Sarkisian also reaffirmed Yerevan’s stated neutrality in the week-long dispute that will likely have far-reaching ramifications for regional security. Still, he seemed to blame Georgia for the outbreak of fighting in South Ossetia that provoked a harsh Russian retaliation.

“It was pointed out that attempts to resolve existing problems by military means are fraught with tragic consequences,” the presidential press office cited him as saying in an apparent reference to Tbilisi’s botched attempt to restore Georgian control over the breakaway territory.

“The President once again stressed that the Russian Federation is a strategic ally of the Republic of Armenia and Georgia a friendly country, and that Armenia is therefore greatly interested in the conflict’s quick peaceful resolution,” the office said in a statement. Sarkisian welcomed in that regard “constructive initiatives aimed at establishing peace and stability in the region,” it said.

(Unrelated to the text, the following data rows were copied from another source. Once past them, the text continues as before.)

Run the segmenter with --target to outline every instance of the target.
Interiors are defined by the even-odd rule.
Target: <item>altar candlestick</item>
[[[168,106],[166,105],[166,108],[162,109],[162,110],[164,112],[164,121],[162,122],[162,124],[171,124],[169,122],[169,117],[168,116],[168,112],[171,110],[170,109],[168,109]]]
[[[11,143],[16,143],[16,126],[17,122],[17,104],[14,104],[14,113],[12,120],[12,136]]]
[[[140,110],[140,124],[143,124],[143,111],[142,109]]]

The statement added that the National Security Council discussed government efforts to ensure Armenia’s unfettered transport communication with the outside world via Georgian territory.

In a separate move, Sarkisian sent a letter to Georgia’s embattled President Mikheil Saakashvili in which he expressed his condolences to the families of Georgian victims of the fighting. “We wish to see a rapid restoration of peace and stability in neighboring Georgia, which is a key element of regional security,” he said, offering to send humanitarian aid to the war-stricken nation.

The Armenian leader made a similar offer in a phone conversation with Russia’s President Dmitry Medvedev on Wednesday.

Sarkisian chaired the meeting of the security body comprising Armenia’s top state officials and wrote to Saakashvili immediately after his return from a week-long vacation in China, which was timed to coincide with the start of the Beijing Olympic Games. His refusal to cut short his stay in the Chinese capital despite the escalating fighting in Georgia prompted strong criticism from the Armenian opposition.

The main opposition Armenian National Congress (HAK) again condemned Sarkisian’s “dangerous inactivity” in a statement issued late Wednesday.